Fish oils: the different types

Fatty fish contain significant amounts of oil in all body tissues and the abdominal cavity. The most important sources of fish oil are farmed salmon and cod liver; the product, once purified by molecular distillation, is integrated with tocopherol and enclosed in opercula or gelatin pearls. The fish that contain the highest quantities of fish oil are:

Benefits of fish oil

Oily fish is rich in omega-3 polyunsaturated fatty acids, which help reduce inflammation and potentially even the risk of heart disease, cancer and arthritis. Both white and oily fish are good sources of lean protein. White fish contains fatty acids, but only in the liver and in smaller quantities.

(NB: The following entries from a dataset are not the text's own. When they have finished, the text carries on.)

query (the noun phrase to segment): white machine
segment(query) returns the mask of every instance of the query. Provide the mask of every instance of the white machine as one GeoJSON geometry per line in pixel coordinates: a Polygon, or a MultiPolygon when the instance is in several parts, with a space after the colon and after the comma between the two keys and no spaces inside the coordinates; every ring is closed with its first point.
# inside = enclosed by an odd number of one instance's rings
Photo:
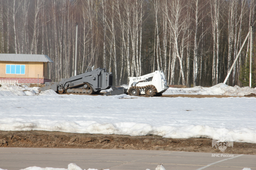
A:
{"type": "Polygon", "coordinates": [[[131,96],[160,96],[168,88],[163,71],[156,70],[140,77],[129,77],[129,79],[127,92],[131,96]]]}

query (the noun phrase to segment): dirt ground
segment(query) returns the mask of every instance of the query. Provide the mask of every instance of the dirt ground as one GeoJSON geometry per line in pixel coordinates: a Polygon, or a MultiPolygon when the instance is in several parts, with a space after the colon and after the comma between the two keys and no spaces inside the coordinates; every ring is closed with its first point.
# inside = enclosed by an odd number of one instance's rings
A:
{"type": "Polygon", "coordinates": [[[256,144],[234,142],[222,152],[211,139],[172,139],[159,136],[68,133],[31,130],[0,131],[0,147],[114,149],[256,154],[256,144]]]}

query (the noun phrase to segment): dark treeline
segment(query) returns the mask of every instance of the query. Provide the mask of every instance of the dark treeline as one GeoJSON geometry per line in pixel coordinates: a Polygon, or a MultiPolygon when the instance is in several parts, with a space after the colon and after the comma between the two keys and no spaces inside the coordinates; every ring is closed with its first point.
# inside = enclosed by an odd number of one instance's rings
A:
{"type": "MultiPolygon", "coordinates": [[[[68,78],[77,22],[78,73],[105,67],[119,85],[158,63],[170,84],[211,86],[223,82],[254,25],[256,1],[0,0],[0,52],[48,55],[54,62],[49,77],[68,78]]],[[[247,41],[229,85],[242,85],[249,47],[247,41]]]]}

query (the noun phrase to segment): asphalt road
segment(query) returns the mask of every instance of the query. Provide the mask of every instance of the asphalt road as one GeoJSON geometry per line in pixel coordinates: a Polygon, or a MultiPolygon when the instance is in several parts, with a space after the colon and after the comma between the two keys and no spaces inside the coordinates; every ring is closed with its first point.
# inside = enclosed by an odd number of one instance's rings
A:
{"type": "Polygon", "coordinates": [[[4,169],[18,170],[33,166],[67,169],[70,163],[86,169],[153,170],[158,164],[162,163],[166,170],[240,170],[244,167],[256,170],[256,155],[164,151],[0,148],[0,168],[4,169]]]}

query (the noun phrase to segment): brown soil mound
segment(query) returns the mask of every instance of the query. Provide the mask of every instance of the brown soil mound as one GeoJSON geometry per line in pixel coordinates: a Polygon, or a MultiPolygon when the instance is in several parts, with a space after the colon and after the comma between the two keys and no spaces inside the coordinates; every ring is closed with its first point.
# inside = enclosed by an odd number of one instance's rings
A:
{"type": "MultiPolygon", "coordinates": [[[[67,133],[60,132],[0,131],[0,147],[114,149],[222,153],[211,139],[172,139],[159,136],[67,133]]],[[[223,153],[256,154],[256,144],[234,142],[223,153]]]]}
{"type": "MultiPolygon", "coordinates": [[[[30,84],[30,85],[29,85],[29,87],[37,87],[37,84],[30,84]]],[[[44,87],[44,84],[38,84],[38,87],[44,87]]]]}

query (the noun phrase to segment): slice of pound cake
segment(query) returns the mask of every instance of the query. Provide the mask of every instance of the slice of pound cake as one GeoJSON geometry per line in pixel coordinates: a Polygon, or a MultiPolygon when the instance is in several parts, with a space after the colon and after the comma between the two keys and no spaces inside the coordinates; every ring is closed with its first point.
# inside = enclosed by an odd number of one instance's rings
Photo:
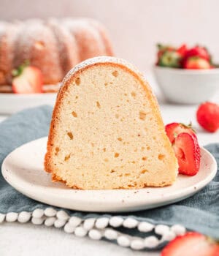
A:
{"type": "Polygon", "coordinates": [[[142,75],[113,57],[88,59],[65,77],[45,160],[53,180],[82,189],[163,187],[177,163],[142,75]]]}

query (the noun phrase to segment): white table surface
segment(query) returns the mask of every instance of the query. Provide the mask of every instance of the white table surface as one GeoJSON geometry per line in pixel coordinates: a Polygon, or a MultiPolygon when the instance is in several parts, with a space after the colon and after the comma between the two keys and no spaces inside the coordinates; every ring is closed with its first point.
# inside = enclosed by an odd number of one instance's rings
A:
{"type": "MultiPolygon", "coordinates": [[[[160,94],[152,78],[150,84],[158,96],[162,116],[165,124],[180,121],[188,124],[190,121],[198,133],[201,146],[210,143],[219,143],[219,132],[208,133],[202,130],[196,121],[197,106],[177,105],[166,103],[160,94]]],[[[219,91],[212,101],[219,103],[219,91]]],[[[6,116],[0,116],[0,121],[6,116]]],[[[61,229],[36,226],[31,224],[4,223],[0,226],[1,256],[61,256],[61,255],[145,255],[158,256],[159,252],[136,252],[122,248],[104,241],[93,241],[88,238],[77,238],[66,234],[61,229]]]]}

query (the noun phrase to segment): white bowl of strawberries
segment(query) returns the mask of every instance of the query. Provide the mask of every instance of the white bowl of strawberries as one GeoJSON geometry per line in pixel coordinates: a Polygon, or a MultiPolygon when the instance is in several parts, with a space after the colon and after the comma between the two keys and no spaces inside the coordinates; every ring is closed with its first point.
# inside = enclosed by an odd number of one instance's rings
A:
{"type": "Polygon", "coordinates": [[[167,100],[198,104],[210,99],[218,91],[219,68],[205,48],[158,45],[158,49],[154,73],[167,100]]]}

Fish oil is used for its properties:

Consuming oily fish can help protect against cardiovascular disease, preserving the arteries and heart even during periods of high stress. Fish oil may offer protection from senile dementia by counteracting neuroinflammation and neuronal death of brain cells. Consumption of oily fish may also protect against oral and skin cancers. Omega-3 fatty acids have been shown to selectively inhibit the growth of malignant and pre-malignant cells at doses that do not affect normal cells. Consuming oily fish during the last months of pregnancy can have positive effects on a baby's sensory, cognitive and motor development. Furthermore, DHA is indicated against vision disorders, especially in elderly people. At a metabolic level, however, the daily intake of 2-4 g of fish oil would appear to be effective in reducing blood triglyceride concentrations by over 20% and LDL cholesterol concentrations by approximately 10-15% in just a few weeks.

Fish oil and neurodegenerative diseases: what connections?

According to several experts, the constant intake of fish oil would reduce histological lesions and the consequent decline in cognitive, mnemonic, perceptive and motor functions in patients suffering from pathologies such as Alzheimer's or multiple sclerosis.

Fish oil intake: daily doses

Usually, the intake of fish oil occurs through the use of capsules, capsules or liquid solutions to drink from 300 to 850 mg of omega 3 fatty acids, easily available on the market, both in pharmacies, parapharmacies or supermarkets. In order to preserve the fatty acids themselves from the harmful processes of lipoperoxidation, fish oil supplements should be enriched with antioxidant vitamins, such as vitamin E. As regards the dosage recommended by experts, however, it is 1-5 g daily , to be taken preferably during meals. They are generally prescribed as follows: 5 g per day for the treatment of lipid, cardiovascular and metabolic decompensations, therefore in the presence of high cholesterol and triglyceride levels; 3 g per day for the management of inflammatory pathologies, 1 g per day for the prevention of oxidative damage.

Conclusions

Oily fish has been linked to many health benefits and can be enjoyed as part of a balanced diet. From a nutritional point of view, oily fish is a good source of protein and omega-3, however it is better to consume large fish in moderation, due to the presence of mercury in the meat.